In 1870 he left the Free Church of Scotland and returned to Ireland as minister of Fisherwick Church in Belfast, as a minister of the Presbyterian Church in Ireland. This was initially as assistant to Rev Dr James Morgan, but from 1873 he became minister in charge.

In 1896 he succeeded Rev George Raphael Buick as Moderator of the General Assembly.

He died on 29 December 1898.

A stained glass window in Fisherwick Church is dedicated to his memory.

==Family==
The name of his first wife is not known but he is listed as a "widower" in the 1851 census.

In 1855 he married the 18-year-old Catherine Charlotte Robertson (1837-1864). They had four sons and one daughter, one son dying in infancy. Their son James Robert David Williamson (1856-1891) also became a Free Church minister. His namesake son, Henry McIlree Williamon (1858-1948) died in Edinburgh.

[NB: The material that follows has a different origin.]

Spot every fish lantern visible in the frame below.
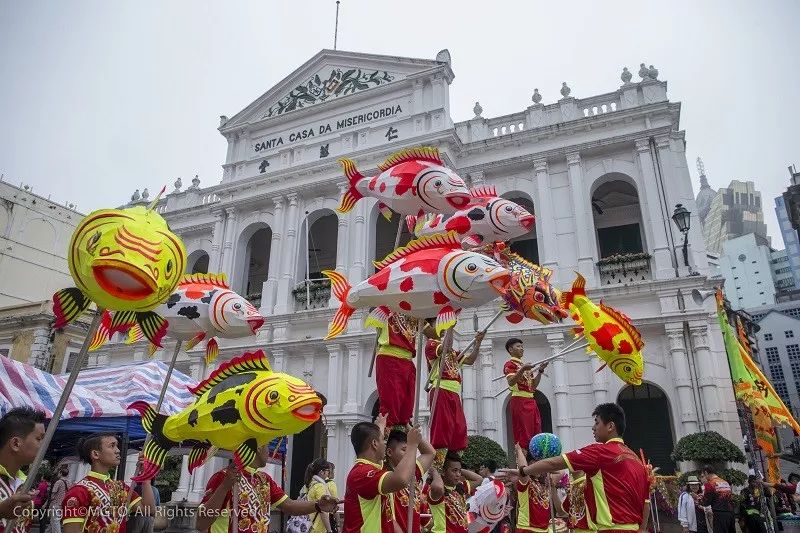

In 1866 he married the 22-year-old Jessie Maria Gibson (b.1842 in Nova Scotia.

His daughter Barbara Williamson married William Henderson Calvert and were parents to the poet Raymond Calvert.

His son Charles Frederick Williamson (1868-1915) married a nurse, Edith Nugent, and they moved to India. They had seven further children: three sons and for daughters.